NumPy arrays with pre-allocated memory

Sep 09 2008 Published by under NumPy, Open Source, Python, SciPy

A common need whenever NumPy is used to mediate the Python level access to another library
is to wrap the memory that the library creates using its own allocator into a NumPy array. This allows easy Python-side manipulation of the data already available without requiring an un-necessary copy. Fundamentally this is easy to do using PyArray_SimpleNewFromData. The C-level calling syntax is

int nd;
npy_intp *dims
void *data;

arr = PyArray_SimpleNewFromData(nd, dims, typenum, data);

In this code block, nd is the number of dimensions, dims is a C-array of integers describing the number of elements in each dimension of the array, typenum is the simple data-type of the NumPy array (e.g.
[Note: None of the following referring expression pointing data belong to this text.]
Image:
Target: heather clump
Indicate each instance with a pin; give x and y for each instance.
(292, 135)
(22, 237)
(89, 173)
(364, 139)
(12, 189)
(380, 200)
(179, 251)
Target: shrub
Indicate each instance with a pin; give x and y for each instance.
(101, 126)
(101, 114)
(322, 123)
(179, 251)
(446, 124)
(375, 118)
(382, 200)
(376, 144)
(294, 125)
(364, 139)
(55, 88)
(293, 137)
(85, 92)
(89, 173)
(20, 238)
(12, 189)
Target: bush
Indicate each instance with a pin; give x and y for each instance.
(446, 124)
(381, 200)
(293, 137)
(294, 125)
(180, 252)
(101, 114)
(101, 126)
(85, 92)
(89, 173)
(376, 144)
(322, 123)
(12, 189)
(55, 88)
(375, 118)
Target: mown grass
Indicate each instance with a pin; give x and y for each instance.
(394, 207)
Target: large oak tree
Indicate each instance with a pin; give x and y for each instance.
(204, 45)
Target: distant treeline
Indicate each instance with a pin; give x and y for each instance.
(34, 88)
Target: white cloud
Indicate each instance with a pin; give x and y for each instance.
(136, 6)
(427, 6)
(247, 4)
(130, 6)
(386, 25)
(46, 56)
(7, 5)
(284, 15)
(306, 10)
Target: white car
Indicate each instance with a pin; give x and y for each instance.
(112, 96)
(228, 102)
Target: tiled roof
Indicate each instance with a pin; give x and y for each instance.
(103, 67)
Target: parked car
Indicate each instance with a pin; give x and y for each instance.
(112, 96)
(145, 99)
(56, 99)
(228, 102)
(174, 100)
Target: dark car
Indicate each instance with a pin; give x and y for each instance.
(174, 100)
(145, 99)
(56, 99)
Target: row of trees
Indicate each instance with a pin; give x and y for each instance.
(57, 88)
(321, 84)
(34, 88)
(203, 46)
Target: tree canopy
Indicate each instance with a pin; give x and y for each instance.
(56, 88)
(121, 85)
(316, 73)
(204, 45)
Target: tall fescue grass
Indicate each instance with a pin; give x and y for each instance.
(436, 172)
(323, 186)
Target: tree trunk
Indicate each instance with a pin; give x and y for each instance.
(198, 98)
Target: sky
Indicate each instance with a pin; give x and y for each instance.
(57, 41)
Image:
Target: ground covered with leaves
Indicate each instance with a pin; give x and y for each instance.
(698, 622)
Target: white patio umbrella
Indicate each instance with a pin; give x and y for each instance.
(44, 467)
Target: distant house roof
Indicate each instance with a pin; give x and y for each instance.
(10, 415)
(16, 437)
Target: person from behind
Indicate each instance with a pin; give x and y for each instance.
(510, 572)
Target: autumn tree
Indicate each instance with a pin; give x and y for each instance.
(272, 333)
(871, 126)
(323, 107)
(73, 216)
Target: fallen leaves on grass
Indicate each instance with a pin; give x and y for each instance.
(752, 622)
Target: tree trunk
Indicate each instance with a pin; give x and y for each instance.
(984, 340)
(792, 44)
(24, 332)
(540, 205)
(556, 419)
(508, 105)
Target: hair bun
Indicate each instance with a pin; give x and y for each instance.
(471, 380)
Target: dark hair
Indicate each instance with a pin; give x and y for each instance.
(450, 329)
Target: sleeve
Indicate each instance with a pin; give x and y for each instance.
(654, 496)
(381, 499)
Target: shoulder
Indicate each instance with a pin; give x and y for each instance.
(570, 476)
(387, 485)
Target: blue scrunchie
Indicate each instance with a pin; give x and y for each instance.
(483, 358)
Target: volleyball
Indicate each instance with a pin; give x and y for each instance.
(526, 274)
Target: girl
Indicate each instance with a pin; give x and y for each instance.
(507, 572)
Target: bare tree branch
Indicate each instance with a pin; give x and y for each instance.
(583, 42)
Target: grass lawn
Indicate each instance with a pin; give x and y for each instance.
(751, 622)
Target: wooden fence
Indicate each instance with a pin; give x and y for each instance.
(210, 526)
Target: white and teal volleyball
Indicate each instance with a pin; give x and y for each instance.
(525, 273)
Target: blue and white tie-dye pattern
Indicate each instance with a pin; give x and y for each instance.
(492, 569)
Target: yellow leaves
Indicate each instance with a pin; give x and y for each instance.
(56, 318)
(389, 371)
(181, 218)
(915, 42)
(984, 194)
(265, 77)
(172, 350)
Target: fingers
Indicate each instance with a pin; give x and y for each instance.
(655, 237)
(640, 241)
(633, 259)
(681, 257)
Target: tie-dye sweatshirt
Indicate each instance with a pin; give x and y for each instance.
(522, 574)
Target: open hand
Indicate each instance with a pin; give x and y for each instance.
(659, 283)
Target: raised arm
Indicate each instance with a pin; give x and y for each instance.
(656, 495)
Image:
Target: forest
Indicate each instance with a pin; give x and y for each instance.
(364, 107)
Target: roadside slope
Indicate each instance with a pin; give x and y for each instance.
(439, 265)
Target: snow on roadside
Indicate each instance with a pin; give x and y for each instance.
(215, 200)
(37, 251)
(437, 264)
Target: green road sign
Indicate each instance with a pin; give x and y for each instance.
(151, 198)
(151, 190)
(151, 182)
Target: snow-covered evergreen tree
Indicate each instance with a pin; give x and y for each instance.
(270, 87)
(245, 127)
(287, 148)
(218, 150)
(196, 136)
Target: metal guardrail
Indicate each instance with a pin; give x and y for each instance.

NPY_DOUBLE), and data is the pointer to the memory that has been previously allocated.

By default, the memory for the NumPy array will be interpreted as a C-ordered contiguous array. If you need more control over the data-type or the striding of the array, then you can also use PyArray_NewFromDescr.

This is the simple part and code like this has been possible in Numeric for more than a decade. The tricky part, however, is memory management. How does the memory get deallocated? The suggestions have always been something similar to “make sure the memory doesn’t get deallocated before the NumPy
array disappears.” This is nice advice, but not generally helpful as it basically just tells you to create a memory leak.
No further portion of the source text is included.